‘He’s a man, of course,’ replied Jonah. ‘Men know big things like that.’

‘The Aventures are true,’ Nixie put in gently. ‘That’s why they’re so big, and go on for ever and ever.’

‘It’s jolly when he puts us in them too, isn’t it?’ said Jonah, forgetting the masculine pose in his interest. ‘He puts me in most,’ the boy added proudly.

‘But I do the funniest things,’ declared Toby, slightly aggrieved. ‘It was me that rode on the moose over the tree-tops to the North Pole, and understood all it said——’

‘That’s nothing,’ cried her brother, making a huge blot across his copy-book. ‘He had to get me to turn on the roarer boryalis.’

‘Nixie’s always leader, anyhow,’ replied the child, losing herself for a moment in the delight of that tremendous blot. She often borrowed Nixie in this way to obliterate Jonah when her own strength was insufficient.

‘Of course she is,’ was the manly verdict. ‘She knows all those things almost as well as Uncle Paul. Don’t you, Nixie?’

But Nixie was too busy cleaning up his blot with bits of torn blotting-paper to reply, and the arrival of Mlle. Fleury put an end to the discussion for the moment.

And Paul himself, as the big child leading the littler children, or following their guidance when such guidance was clear, accepted his new duties with a happy heart. His friendship with them all grew delightfully, but especially, of course, his friendship with Nixie. This elemental child slipped into his life everywhere, into his play, as into his work; she assumed the right to look after him; with charming gravity she positively mothered him; and Paul, whose life hitherto had known little enough of such sympathy and care, simply loved it.

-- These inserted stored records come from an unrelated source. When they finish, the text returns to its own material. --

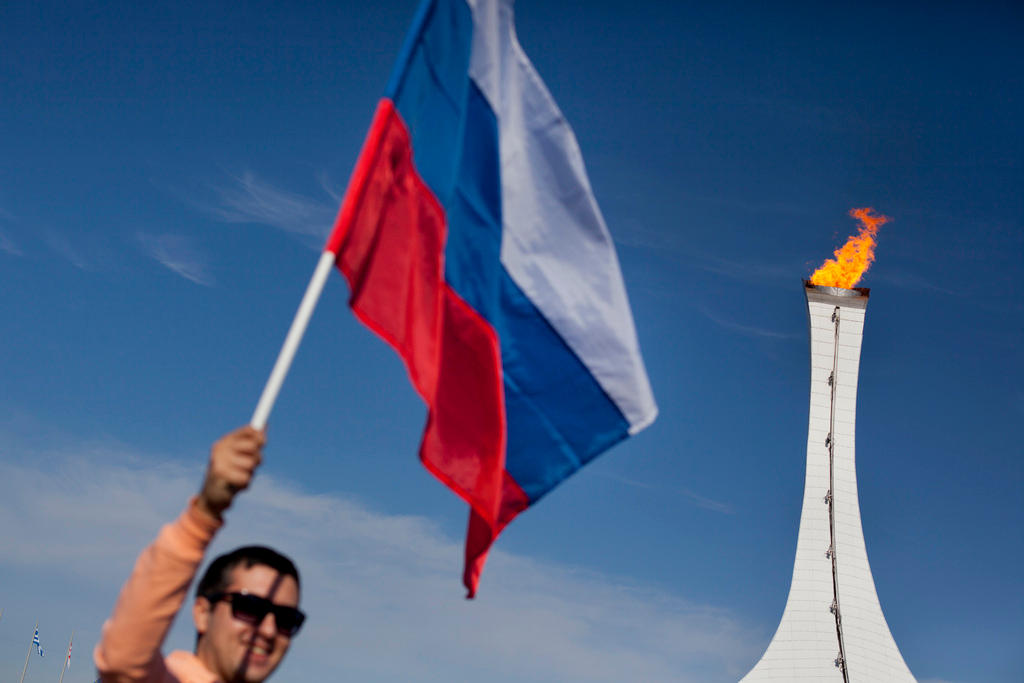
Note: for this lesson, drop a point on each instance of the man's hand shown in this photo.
(232, 462)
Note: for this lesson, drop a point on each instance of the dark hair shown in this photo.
(217, 575)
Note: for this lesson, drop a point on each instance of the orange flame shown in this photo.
(853, 258)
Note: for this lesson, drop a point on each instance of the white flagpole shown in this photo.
(292, 341)
(67, 656)
(29, 653)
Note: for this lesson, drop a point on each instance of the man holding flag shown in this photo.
(246, 607)
(473, 245)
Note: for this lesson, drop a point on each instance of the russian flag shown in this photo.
(473, 245)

If her native poesy won his imagination, her practical interest in his welfare and comfort equally won his heart. The way she ferreted about in his room and study, so serious, so thoughtful, attending to so many little details that no one else ever thought of,—all this came into his life with a seductive charm as of something entirely new and strange to him. It was Nixie who always saw to it that his ink-pot was full and his quill pens trimmed; that flowers had no time to fade upon his table; and that matches for his pipes never failed in the glass match-stands. He used up matches, it seemed, almost by the handful.